Carpenter Decision and Reasonable Expectation Today
Today, we know that our private information is being collected. When we use smartphones, companies are collecting data about our behavior. Our location, mail communication, web search history, are collected and used for commercial purposes. When we go out, surveillance cameras are watching us everywhere. By using credit cards, our purchase history is being stored. We know that such kinds of privacy might be conveyed if those companies voluntarily give them to another including the government. According to the third-party doctrine, it seems that the government can obtain such information from those companies without obtaining a warrant, since we assume the risk of disclosure by the third party company.
But knowledge of the potential risk of disclosure does not mean that we waive our privacy. Even if we do not do anything wrong, we do not want that data to be conveyed by the company to the government without any limitation. We keep using those services just because they are necessary to live today’s life. I believe most people today think the expectation that such information will not be conveyed to the government is reasonable. This idea is reflected in Carpenter.
In Carpenter v. United States, 585 U.S. __ (2018), the Supreme Court held that obtaining cell site records is a Fourth Amendment search. The court did not rely on the third-party doctrine, even though the cell site data was stored by the third party. The court held that, given the unique nature of a cell site record, i.e. a detailed and comprehensive record, the third-party doctrine does not cover it. The court explained that such data give the government near perfect surveillance. In addition, the court pointed out that “cell phones and the services...are ‘such a pervasive and insistent part of daily life’ that carrying one is indispensable to participation in modern society”. Thus, the court concluded that Carpenter had a reasonable expectation of privacy in the records and the third party doctrine did not apply to this case.

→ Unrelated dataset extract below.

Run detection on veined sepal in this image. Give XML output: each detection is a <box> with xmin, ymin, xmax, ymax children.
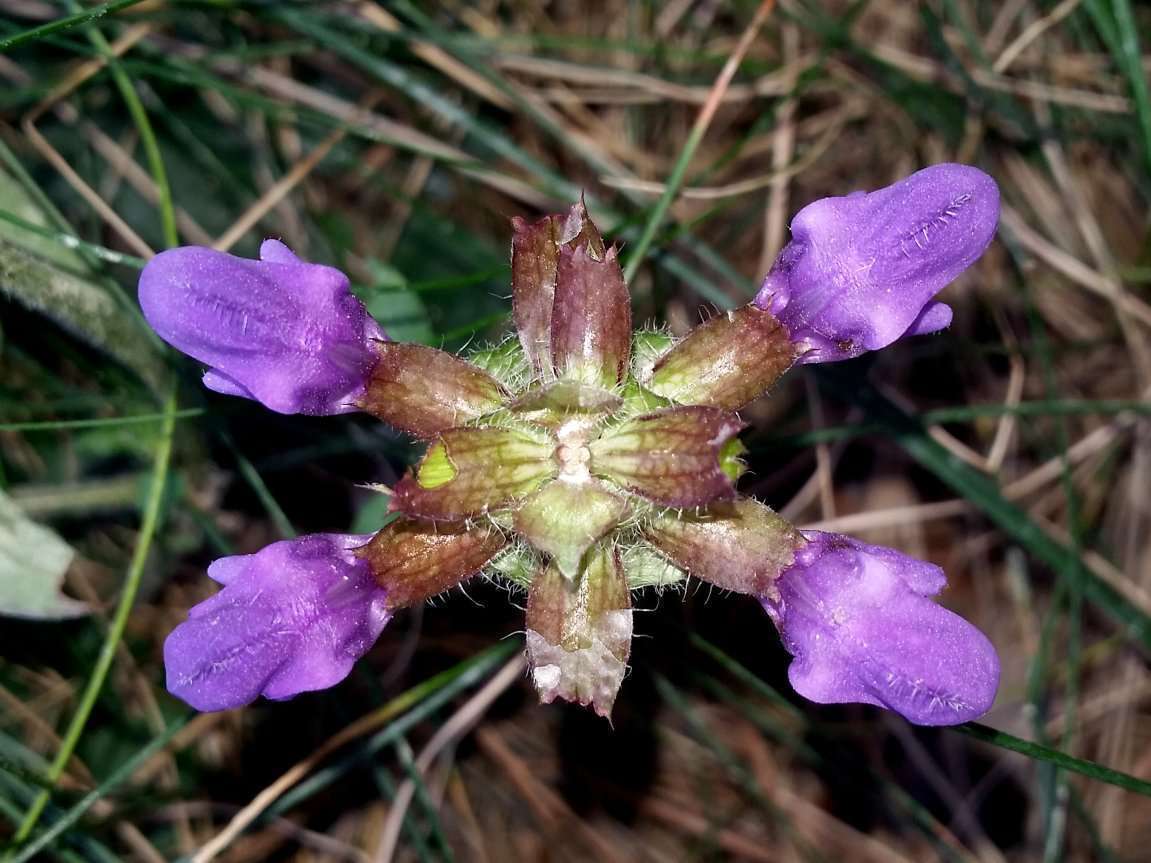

Carpenter shows that the court does not apply the third-party doctrine automatically. Even if we assume the potential risk that our information can be disclosed through a third party, the court will examine whether we have a reasonable expectation in the information by looking at the characteristics of the data under the reasonable expectation test. The test can still protect our privacy in today’s digital age.
Conclusion
Since the Supreme Court shows that it does not automatically apply the third-party doctrine, and rather it examines the reasonable expectation by looking at the characteristics of privacy intruded, the test can still work today. One might argue that it is not clear to what extent the expectation of privacy is “reasonable” in today’s digital age. However, since the Fourth Amendment authorizes the government to conduct searches as long as they are reasonable, I think the standard to deal with the Fourth Amendment issues cannot be crystal clear, and the reasonable expectation test is a practical standard so far.